It's fair to call the NCAA cynical and calculating and just plain stupid, but the latest of this year's many scandals primarily shows that it is simply shoveling water against the tide, that big-time college football just doesn't work any longer with a model developed for a nineteenth century culture.

The latest scandal: Ohio State. Five players, including the star quarterback, Terrelle Pryor, are caught selling their own memorabilia. Only down the NCAA rabbit hole does doing business with stuff that is your property, like uniforms you wore -- yourself -- merit punishment.

Previous scandal: NCAA declares that the father of Cam Newton, the Heisman Trophy winner at Auburn, tried to sell his son to Mississippi State.

Other recent scandals: reports from various agents and investigators that one way or another, college players are taking money. Probably lots and lots of them.

Why should any of this be surprising? College football is a billion dollar enterprise now, and everybody involved is making money -- sometimes millions -- except the players themselves. Human nature tells us that it is impossible to expect that the performers wouldn't also want to share some in the bounty. Look what happened in tennis and skiing and track and field and all other sports that tried to maintain the ghost of amateurism on the international championship level amidst a plethora of moneybags.

You know what the NCAA looks like now? Like the Soviet Union as it struggled to maintain Communism in a changing world that wouldn't tolerate its outdated nonsense any longer.

Proof that the NCAA is being whipsawed by reality comes in its decisions in these last two scandals. It decided that somehow Cam Newton didn't know his own father was hustling his talent. The result? No penalty.

It listened when the Ohio State athletic department pleaded that it hadn't done its job right in advising the players. The Ohio State five were suspended ... but, get this now, only at the start of next season.
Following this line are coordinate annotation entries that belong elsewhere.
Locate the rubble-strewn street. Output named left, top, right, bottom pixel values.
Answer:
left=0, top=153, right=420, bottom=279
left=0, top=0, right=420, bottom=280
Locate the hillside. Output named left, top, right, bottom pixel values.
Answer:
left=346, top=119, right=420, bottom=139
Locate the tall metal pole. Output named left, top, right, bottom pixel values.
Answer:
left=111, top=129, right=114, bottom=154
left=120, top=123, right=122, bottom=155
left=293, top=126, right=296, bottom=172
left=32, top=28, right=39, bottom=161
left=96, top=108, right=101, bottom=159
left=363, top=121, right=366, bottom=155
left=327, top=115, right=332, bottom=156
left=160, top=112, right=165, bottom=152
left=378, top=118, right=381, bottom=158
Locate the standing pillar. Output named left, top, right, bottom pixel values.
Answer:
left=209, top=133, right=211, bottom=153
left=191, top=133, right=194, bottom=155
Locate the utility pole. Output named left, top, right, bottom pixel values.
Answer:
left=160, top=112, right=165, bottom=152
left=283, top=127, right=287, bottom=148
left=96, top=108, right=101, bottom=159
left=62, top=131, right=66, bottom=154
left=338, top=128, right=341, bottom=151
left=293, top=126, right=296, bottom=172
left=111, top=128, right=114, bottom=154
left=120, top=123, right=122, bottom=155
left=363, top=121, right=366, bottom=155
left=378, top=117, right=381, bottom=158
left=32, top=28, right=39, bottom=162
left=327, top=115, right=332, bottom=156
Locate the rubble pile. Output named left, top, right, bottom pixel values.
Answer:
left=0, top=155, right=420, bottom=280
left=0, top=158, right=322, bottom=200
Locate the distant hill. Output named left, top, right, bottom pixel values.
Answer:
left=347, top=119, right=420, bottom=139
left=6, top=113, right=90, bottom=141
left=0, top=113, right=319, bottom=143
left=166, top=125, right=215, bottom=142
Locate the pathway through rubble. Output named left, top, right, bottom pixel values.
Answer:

Obviously, the NCAA made these curious decisions because it realized that expelling Newton or suspending the Buckeye players now would deal heavy financial losses to its distinguished member schools and its meal ticket, the bowls -- taking Auburn out of the BCS championship game and damaging the Sugar Bowl, where Ohio State played last night on ESPN, the network the NCAA wants so much to please.

The NCAA is influenced by all the money at stake. It mouths crazy, old-fashioned moral pretense, keeping its players as serfs, yet is primarily just looking after the economic welfare of its so-called educational constituents.

Oh, by the way, remember the jerseys that the players sold? Go to the Ohio State website. The college sells the same jerseys, and somehow, that's legal.

Where is Ronald Reagan to holler, "Mr. NCAA, tear down that wall of hypocrisy!"